One of the most senior clerics in the Church of England is facing a row over plans to build wind turbines on historic church land, a decision opponents claim puts profit before parishioners.
The Rt Rev Paul Butler, the next Bishop of Durham, has overseen plans to install the controversial structures on fields held by the church for centuries in his current diocese, of Southwell and Nottingham.
Under Bishop Butler’s leadership, private contractors have surveyed 4,000 acres of “glebe” land – historic tracts of pasture traditionally used to support livings for the clergy – for power generation.
Because of Government subsidies for renewable energy, the diocese has been advised that it could generate around 300 times as much income from a small stretch of land by installing a wind turbine as by using it to graze cattle.
After surveying up to 100 sites they eventually come up with plans to build large turbines on just two sites in the diocese, in the parishes of Elston and Upper Broughton. Other sites were ruled out because they were too near to houses or would have disrupted radar or radio communications.
But the residents of the two sites chosen have voiced alarm at the impact they say the looming structures will have on their homes.
The row could cause embarrassment for the bishop when he takes over his new diocese of Durham, the see left empty by the appointment of the Most Rev Justin Welby as Archbishop of Canterbury.
Among those who have spoken out recently over the spread of wind farms in the North East of England in recent months is the bishop of the neighbouring diocese of Newcastle, the Rt Rev Martin Wharton.
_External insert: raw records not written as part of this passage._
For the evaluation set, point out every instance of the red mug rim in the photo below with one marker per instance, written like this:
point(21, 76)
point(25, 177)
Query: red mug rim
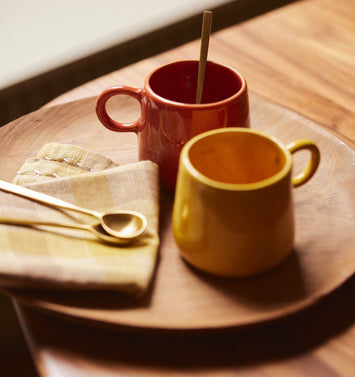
point(164, 100)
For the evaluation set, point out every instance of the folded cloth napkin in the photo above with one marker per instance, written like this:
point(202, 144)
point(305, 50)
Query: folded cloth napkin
point(43, 257)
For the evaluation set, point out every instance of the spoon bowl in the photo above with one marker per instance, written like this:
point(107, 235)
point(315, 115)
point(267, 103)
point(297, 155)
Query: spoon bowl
point(123, 224)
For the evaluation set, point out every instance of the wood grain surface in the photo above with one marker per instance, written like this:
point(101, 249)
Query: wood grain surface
point(182, 298)
point(300, 57)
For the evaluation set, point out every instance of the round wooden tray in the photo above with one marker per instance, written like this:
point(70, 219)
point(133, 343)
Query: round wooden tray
point(180, 297)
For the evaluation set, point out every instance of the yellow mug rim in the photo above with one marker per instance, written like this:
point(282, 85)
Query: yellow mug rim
point(286, 169)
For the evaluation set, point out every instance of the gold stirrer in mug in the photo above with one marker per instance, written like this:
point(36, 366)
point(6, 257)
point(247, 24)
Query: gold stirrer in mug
point(205, 37)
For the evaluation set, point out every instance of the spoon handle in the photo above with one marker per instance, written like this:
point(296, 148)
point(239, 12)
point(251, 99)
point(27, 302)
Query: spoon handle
point(27, 222)
point(43, 198)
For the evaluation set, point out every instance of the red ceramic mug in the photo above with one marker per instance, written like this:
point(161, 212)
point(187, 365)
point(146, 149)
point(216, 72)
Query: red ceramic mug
point(169, 115)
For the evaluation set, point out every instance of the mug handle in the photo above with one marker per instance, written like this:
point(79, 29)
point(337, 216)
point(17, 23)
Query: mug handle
point(101, 110)
point(312, 166)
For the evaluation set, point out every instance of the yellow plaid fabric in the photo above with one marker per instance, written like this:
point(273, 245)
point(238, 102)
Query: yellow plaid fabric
point(73, 259)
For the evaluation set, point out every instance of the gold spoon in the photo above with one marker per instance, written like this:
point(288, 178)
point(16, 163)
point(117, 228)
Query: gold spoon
point(122, 224)
point(96, 229)
point(205, 38)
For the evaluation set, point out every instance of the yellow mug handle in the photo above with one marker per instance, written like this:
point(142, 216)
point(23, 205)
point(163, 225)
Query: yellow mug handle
point(312, 166)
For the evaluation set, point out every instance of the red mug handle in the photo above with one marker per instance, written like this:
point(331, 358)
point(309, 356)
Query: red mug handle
point(103, 116)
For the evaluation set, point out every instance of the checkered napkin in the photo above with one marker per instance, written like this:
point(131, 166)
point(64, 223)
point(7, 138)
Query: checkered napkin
point(62, 258)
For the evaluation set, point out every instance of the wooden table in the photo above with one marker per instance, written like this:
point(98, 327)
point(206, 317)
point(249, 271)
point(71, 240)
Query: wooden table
point(301, 57)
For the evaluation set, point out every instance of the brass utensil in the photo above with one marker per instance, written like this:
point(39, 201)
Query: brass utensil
point(96, 229)
point(205, 38)
point(124, 225)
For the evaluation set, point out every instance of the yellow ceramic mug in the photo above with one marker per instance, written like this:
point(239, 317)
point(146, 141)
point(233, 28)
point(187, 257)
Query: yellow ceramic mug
point(233, 210)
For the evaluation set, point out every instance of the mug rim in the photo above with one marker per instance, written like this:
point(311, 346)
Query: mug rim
point(164, 100)
point(286, 168)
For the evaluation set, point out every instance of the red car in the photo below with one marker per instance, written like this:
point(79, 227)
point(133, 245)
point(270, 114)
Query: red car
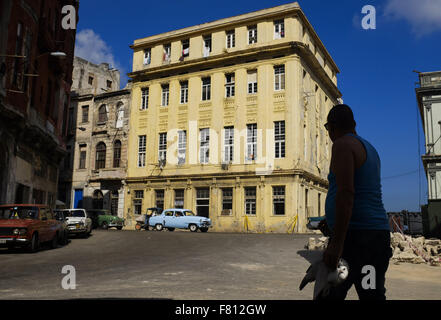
point(28, 225)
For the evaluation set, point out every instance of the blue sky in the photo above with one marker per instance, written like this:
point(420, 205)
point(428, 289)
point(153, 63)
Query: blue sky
point(376, 65)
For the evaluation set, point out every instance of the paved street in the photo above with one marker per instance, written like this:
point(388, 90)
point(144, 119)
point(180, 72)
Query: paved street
point(184, 265)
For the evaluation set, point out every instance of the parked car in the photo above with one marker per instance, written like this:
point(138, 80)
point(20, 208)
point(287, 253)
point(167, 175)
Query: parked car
point(77, 220)
point(181, 219)
point(29, 225)
point(104, 220)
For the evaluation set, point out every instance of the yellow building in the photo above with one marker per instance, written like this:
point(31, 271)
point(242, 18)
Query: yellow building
point(227, 120)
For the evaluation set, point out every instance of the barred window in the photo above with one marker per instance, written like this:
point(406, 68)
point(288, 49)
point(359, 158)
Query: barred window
point(163, 146)
point(279, 77)
point(279, 137)
point(184, 92)
point(250, 201)
point(145, 99)
point(205, 145)
point(165, 94)
point(182, 146)
point(206, 88)
point(229, 85)
point(279, 200)
point(228, 144)
point(252, 141)
point(141, 151)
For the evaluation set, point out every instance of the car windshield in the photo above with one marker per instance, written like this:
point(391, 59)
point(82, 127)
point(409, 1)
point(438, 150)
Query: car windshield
point(19, 213)
point(76, 214)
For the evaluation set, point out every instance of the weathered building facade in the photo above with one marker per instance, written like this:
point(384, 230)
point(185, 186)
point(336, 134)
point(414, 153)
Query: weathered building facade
point(227, 120)
point(36, 58)
point(99, 137)
point(429, 102)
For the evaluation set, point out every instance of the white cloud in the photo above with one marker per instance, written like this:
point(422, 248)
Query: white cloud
point(423, 15)
point(91, 47)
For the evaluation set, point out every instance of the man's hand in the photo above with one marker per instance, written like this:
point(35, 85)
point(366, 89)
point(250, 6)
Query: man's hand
point(332, 255)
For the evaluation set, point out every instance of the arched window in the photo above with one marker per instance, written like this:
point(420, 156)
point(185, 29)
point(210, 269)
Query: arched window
point(98, 199)
point(100, 162)
point(102, 113)
point(117, 154)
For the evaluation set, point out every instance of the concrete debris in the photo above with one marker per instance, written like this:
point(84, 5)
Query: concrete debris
point(405, 249)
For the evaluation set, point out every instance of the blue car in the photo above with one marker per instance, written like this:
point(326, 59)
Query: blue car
point(181, 219)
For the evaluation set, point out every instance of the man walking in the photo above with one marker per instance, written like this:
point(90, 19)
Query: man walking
point(355, 212)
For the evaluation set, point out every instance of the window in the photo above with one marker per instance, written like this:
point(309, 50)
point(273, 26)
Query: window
point(206, 88)
point(166, 56)
point(252, 81)
point(207, 46)
point(227, 202)
point(117, 154)
point(279, 78)
point(252, 34)
point(83, 154)
point(279, 29)
point(141, 151)
point(165, 94)
point(182, 145)
point(231, 39)
point(279, 138)
point(250, 201)
point(185, 49)
point(205, 145)
point(228, 144)
point(147, 56)
point(102, 114)
point(179, 198)
point(279, 200)
point(100, 162)
point(159, 198)
point(184, 92)
point(163, 146)
point(137, 202)
point(144, 98)
point(229, 85)
point(251, 141)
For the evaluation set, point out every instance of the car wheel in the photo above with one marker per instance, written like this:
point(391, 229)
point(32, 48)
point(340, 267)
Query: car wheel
point(35, 243)
point(54, 242)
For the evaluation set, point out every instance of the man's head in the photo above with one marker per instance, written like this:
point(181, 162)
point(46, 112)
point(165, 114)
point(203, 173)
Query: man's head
point(340, 121)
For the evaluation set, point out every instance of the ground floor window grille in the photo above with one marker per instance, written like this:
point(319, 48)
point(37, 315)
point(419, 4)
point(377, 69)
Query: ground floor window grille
point(227, 202)
point(250, 201)
point(279, 200)
point(179, 199)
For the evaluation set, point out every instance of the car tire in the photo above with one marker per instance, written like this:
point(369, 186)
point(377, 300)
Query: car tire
point(54, 241)
point(34, 246)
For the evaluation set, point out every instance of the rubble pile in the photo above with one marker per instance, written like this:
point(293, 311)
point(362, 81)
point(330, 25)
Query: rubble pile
point(415, 250)
point(405, 248)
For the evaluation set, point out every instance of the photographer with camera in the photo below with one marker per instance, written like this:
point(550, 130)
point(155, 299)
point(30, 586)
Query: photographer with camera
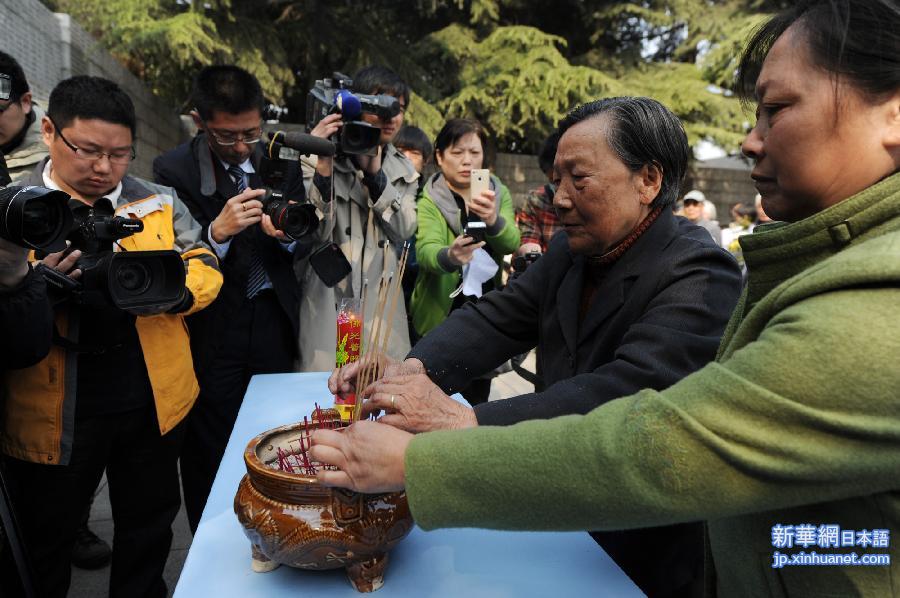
point(252, 327)
point(118, 381)
point(370, 210)
point(23, 148)
point(20, 122)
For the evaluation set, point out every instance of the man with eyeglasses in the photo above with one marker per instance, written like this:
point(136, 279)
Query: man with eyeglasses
point(116, 387)
point(252, 327)
point(20, 122)
point(370, 208)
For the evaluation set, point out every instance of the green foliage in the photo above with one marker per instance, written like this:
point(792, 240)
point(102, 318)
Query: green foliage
point(706, 113)
point(516, 65)
point(516, 82)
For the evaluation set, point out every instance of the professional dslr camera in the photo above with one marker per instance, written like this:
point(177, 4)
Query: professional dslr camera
point(329, 96)
point(136, 280)
point(296, 220)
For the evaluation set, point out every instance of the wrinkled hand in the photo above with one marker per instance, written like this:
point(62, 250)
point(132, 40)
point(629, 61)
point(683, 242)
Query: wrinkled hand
point(325, 128)
point(13, 264)
point(485, 206)
point(368, 454)
point(462, 249)
point(239, 212)
point(342, 381)
point(416, 404)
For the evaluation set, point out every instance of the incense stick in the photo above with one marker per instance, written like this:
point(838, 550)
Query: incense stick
point(377, 341)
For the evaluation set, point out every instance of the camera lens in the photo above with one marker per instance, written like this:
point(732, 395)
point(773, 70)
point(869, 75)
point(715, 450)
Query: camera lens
point(133, 277)
point(34, 217)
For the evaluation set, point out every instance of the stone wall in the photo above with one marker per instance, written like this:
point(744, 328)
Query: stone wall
point(519, 172)
point(51, 47)
point(723, 186)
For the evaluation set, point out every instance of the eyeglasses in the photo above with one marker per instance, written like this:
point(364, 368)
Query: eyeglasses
point(229, 138)
point(119, 157)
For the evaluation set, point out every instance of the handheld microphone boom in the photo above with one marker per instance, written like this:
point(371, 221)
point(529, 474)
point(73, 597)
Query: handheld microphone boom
point(303, 143)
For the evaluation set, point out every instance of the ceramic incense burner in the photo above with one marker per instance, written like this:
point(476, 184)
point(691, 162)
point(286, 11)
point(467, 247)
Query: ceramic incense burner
point(292, 520)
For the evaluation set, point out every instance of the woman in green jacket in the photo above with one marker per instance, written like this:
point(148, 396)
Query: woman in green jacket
point(442, 249)
point(788, 445)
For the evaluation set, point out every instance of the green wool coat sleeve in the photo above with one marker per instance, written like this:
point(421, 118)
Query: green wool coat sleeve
point(806, 413)
point(431, 236)
point(507, 240)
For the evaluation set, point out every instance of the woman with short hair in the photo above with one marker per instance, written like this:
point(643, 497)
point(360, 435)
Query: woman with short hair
point(791, 438)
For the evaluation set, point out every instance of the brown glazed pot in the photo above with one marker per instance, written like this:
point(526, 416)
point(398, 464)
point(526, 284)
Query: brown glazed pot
point(292, 520)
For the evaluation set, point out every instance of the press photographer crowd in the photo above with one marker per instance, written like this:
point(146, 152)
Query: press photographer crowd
point(715, 380)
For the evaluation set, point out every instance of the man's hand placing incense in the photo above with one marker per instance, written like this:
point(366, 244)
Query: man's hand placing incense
point(368, 454)
point(416, 404)
point(342, 381)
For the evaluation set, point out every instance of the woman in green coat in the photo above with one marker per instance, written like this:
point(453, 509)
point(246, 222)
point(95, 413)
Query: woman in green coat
point(442, 249)
point(788, 445)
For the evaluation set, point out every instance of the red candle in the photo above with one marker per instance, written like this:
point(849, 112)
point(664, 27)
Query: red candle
point(349, 338)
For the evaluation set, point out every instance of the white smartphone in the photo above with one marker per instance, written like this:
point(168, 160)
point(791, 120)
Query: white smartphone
point(479, 181)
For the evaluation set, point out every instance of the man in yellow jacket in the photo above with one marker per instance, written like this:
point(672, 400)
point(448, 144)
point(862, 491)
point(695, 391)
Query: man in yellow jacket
point(116, 386)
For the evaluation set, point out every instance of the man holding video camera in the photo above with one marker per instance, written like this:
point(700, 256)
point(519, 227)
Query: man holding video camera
point(23, 148)
point(370, 210)
point(252, 327)
point(118, 381)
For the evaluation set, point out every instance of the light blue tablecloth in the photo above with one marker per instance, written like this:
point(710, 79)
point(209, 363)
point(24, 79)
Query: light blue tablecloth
point(467, 563)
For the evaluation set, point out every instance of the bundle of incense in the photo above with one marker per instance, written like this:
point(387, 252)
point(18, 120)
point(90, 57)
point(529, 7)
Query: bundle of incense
point(376, 347)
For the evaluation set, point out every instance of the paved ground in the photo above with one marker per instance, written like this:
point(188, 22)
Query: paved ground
point(94, 584)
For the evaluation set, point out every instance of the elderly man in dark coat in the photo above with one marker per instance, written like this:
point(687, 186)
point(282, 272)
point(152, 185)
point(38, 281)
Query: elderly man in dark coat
point(628, 297)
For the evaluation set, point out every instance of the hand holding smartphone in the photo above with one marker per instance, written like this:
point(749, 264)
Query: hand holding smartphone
point(480, 181)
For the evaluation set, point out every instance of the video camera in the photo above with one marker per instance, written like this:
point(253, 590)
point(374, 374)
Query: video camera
point(126, 280)
point(330, 96)
point(31, 217)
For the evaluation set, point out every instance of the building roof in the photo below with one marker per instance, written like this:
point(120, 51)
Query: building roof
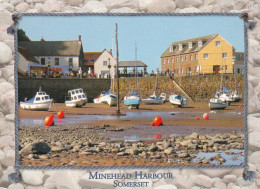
point(88, 56)
point(131, 64)
point(52, 48)
point(185, 49)
point(27, 55)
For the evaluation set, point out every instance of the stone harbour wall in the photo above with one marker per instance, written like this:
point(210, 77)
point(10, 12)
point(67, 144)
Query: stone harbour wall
point(76, 179)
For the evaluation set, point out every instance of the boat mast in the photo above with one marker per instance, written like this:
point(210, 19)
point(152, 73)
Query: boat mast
point(117, 74)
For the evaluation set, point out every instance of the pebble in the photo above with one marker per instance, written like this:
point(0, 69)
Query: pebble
point(21, 7)
point(32, 177)
point(161, 6)
point(94, 7)
point(5, 53)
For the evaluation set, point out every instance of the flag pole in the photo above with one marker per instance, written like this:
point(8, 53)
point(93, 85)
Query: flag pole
point(117, 75)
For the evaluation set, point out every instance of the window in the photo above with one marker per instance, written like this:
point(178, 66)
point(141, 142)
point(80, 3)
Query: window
point(199, 43)
point(57, 61)
point(163, 61)
point(180, 47)
point(42, 61)
point(190, 44)
point(71, 62)
point(206, 55)
point(224, 55)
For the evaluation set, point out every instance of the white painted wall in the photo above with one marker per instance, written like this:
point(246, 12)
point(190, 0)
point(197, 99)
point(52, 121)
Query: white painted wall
point(99, 67)
point(23, 64)
point(63, 61)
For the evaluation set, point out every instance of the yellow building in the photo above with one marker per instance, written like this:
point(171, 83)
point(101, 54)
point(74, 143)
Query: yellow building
point(203, 55)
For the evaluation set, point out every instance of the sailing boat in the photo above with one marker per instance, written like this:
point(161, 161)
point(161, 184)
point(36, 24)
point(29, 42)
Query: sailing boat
point(153, 99)
point(133, 100)
point(178, 99)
Bishop Wharton wrote as article in September describing wind farms as a “blot” on “God’s creation”.
Jane Fraser, of the local campaign group Voices Against Turbines in Upper Broughton, said: “The project is purely about maximising profit and has nothing to do with green ambitions or consideration for local congregations.
“Historically glebe land was linked to the parish but we know that now it is under diocesan control.
“There is a feeling that the land should be for the benefit of the community and at the moment it looks as if the community is going to shoulder all the impact but non of the benefits.”
But Nigel Spraggins, chief executive of the diocese, insisted that profit was not the main motivation.
“The current feed-in tariffs are financially good, however, even if they were lower, because of our environmental policy, we would still be exploring this possibility,” he said.
“The diocese does have to manage its assets well as they are there to contribute to the overall income which is required primarily to employ our clergy.
“We are not maximising profits but we are seeking wise financial management.”